The governor highlighted the dangerous possibility that mobsters belonging to Sicily’s Cosa Nostra and the country’s other mafias, anxious to launder “hot” money, could grab stakes in hard-pressed firms at bargain prices. This, he said, could happen without the knowledge of the firm’s executives, but also in some cases with it.
Draghi warned of “the risk that, for personal benefit, or the misconstrued good of the firm, certain executives might opt to accept — or even to search out — funds of dubious provenance.”
Italy’s mafias offer a vast pool of temptingly ready cash. A study two years ago by small businesses federation Confesercenti concluded that their combined annual turnover of 3 billion euros (US$4.3 billion) was bigger than that of any legitimate Italian corporation. Organized crime generated the equivalent of 7 percent of the country’s GDP, the study estimated.

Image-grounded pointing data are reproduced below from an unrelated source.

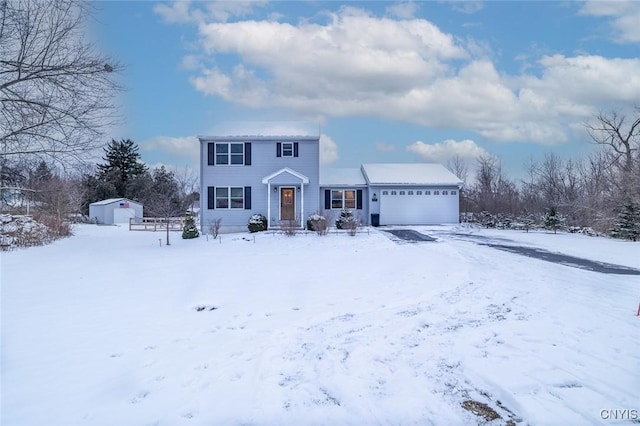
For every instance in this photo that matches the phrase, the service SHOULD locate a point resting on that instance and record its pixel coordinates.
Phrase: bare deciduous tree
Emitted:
(56, 92)
(612, 131)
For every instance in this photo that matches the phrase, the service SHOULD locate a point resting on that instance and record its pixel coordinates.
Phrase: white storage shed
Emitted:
(114, 210)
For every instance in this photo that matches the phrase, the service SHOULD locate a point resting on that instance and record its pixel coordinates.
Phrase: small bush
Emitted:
(190, 230)
(257, 223)
(318, 223)
(290, 227)
(348, 221)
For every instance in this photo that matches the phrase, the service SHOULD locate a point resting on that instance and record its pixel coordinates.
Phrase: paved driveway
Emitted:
(411, 235)
(563, 259)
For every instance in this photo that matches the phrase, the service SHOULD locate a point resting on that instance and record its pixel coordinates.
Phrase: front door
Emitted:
(287, 204)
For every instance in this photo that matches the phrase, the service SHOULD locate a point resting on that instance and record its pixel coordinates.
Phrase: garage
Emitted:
(114, 211)
(419, 206)
(412, 194)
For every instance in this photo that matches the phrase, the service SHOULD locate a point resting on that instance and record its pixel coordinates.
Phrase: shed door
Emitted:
(123, 215)
(287, 204)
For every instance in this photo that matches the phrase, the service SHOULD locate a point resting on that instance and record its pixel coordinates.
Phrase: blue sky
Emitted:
(378, 81)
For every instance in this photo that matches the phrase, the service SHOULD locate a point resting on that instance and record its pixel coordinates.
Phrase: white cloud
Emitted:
(406, 70)
(624, 15)
(176, 12)
(385, 147)
(442, 152)
(404, 10)
(266, 128)
(328, 150)
(467, 6)
(185, 11)
(186, 147)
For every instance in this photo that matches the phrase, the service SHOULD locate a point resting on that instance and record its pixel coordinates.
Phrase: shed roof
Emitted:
(112, 200)
(342, 177)
(409, 174)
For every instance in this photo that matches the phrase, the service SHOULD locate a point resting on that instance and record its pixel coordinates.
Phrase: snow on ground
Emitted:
(110, 328)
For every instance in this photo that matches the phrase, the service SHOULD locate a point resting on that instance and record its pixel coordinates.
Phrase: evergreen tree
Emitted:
(190, 230)
(553, 220)
(627, 225)
(122, 165)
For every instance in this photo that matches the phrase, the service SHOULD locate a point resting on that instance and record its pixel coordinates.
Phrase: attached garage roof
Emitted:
(342, 177)
(409, 174)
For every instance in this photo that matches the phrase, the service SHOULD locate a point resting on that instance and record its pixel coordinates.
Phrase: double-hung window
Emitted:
(343, 199)
(287, 149)
(229, 197)
(230, 153)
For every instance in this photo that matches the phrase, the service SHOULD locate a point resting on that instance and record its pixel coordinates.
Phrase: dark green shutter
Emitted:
(247, 198)
(211, 197)
(247, 153)
(211, 154)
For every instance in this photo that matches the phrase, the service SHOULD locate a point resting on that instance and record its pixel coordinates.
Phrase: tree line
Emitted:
(42, 187)
(600, 191)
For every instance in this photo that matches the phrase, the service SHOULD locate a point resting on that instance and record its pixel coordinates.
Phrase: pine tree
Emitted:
(190, 230)
(527, 220)
(553, 220)
(627, 225)
(122, 166)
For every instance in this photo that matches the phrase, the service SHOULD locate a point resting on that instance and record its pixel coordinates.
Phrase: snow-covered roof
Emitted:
(343, 177)
(111, 201)
(409, 174)
(257, 138)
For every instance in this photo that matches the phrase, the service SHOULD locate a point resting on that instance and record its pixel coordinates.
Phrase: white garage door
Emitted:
(418, 207)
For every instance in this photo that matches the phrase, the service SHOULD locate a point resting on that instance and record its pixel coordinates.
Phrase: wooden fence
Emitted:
(155, 224)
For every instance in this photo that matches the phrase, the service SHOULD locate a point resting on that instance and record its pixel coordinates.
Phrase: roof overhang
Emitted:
(286, 170)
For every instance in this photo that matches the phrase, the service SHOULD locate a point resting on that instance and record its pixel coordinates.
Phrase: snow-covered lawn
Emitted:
(108, 328)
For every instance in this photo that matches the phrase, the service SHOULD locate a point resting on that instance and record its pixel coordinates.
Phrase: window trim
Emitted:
(343, 199)
(229, 154)
(228, 198)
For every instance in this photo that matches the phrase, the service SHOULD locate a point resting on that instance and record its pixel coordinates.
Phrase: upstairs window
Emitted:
(287, 149)
(343, 199)
(230, 153)
(229, 197)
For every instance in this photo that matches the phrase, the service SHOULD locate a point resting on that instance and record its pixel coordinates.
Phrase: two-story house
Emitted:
(274, 176)
(280, 178)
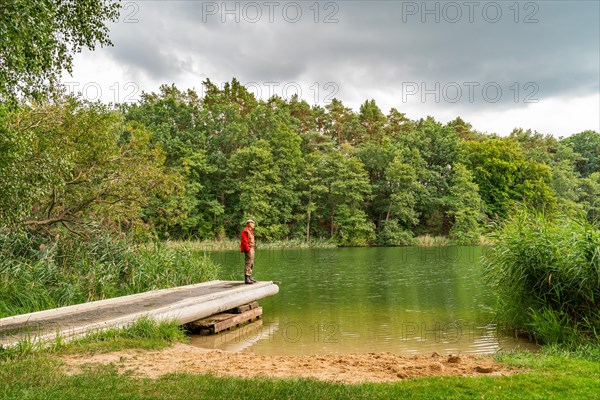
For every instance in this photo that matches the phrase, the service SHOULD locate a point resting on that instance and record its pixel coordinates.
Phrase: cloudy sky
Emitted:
(498, 65)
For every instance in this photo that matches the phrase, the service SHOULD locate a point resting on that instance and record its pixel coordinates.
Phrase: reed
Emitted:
(37, 273)
(546, 271)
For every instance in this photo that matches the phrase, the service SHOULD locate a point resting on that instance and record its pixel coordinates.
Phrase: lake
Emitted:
(403, 300)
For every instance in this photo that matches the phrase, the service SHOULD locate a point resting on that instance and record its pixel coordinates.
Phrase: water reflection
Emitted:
(401, 300)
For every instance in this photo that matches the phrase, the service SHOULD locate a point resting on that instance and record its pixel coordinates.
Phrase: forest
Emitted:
(175, 165)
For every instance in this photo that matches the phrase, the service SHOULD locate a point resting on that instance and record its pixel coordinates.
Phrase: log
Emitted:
(223, 321)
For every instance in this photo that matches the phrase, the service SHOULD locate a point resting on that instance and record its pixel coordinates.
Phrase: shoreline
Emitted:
(345, 368)
(233, 244)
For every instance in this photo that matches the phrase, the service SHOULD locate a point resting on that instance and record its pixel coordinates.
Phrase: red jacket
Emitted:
(247, 240)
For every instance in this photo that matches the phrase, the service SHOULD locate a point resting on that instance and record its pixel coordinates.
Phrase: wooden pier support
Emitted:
(227, 320)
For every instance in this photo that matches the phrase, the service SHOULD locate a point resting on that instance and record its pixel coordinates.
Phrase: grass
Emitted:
(231, 244)
(547, 274)
(38, 273)
(144, 333)
(545, 376)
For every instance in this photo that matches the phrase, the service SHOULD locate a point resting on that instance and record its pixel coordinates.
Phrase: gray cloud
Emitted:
(375, 46)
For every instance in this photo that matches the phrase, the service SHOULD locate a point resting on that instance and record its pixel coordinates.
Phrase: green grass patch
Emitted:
(546, 271)
(37, 273)
(231, 244)
(144, 333)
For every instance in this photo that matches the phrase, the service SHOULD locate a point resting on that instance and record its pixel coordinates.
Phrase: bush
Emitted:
(392, 234)
(547, 273)
(37, 273)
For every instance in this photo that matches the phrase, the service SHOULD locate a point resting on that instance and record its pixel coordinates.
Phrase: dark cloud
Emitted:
(375, 46)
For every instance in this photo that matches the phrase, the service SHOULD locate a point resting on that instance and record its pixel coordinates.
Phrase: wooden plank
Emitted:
(237, 319)
(244, 308)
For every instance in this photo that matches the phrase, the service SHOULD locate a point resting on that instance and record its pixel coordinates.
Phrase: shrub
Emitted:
(547, 273)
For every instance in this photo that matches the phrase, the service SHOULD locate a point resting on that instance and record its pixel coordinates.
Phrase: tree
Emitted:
(39, 38)
(587, 144)
(504, 176)
(76, 164)
(465, 207)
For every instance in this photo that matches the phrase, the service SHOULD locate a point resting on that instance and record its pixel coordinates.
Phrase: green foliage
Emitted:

Just how far mobsters have burrowed into the fabric of the Italian economy was underscored on Wednesday when police closed 10 restaurants and bars in Rome, including one of the capital’s most famous haunts, the Cafe de Paris on the Via Veneto. The assets they seized, worth 200 million euros, belonged to one of 100 or more clans that make up the Calabrian mafia, which has grown rich on cocaine trafficking.
The Bank of Italy’s warning prompted another from the employers’ federation, Confindustria.
Antonello Montante, a senior official, said the danger to companies was “dramatic,” adding that many also risked falling prey to loan sharks.
Montante said it was necessary to avoid a situation in which “the only way to find credit is by way of usury.”
“There is a danger of organized crime replacing the banking system,” Montante said.
Confindustria is pressing for measures to ensure that Italian businesses get continued access to credit.
Central bank figures show that the flow of loans to businesses has fallen drastically in the past 18 months. By May, the volume of credit made available to companies of all sizes had shrunk to less than a quarter of what it had been in December 2007.
Partly because of the prevalence of organized crime and partly because of the difficulty of obtaining credit in Italy, loan-sharking is widespread.
Annualized interest rates usually range between 120 percent and 240 percent. Mobsters rarely extend these loans themselves, but often supply usurers with capital — and enforcement muscle.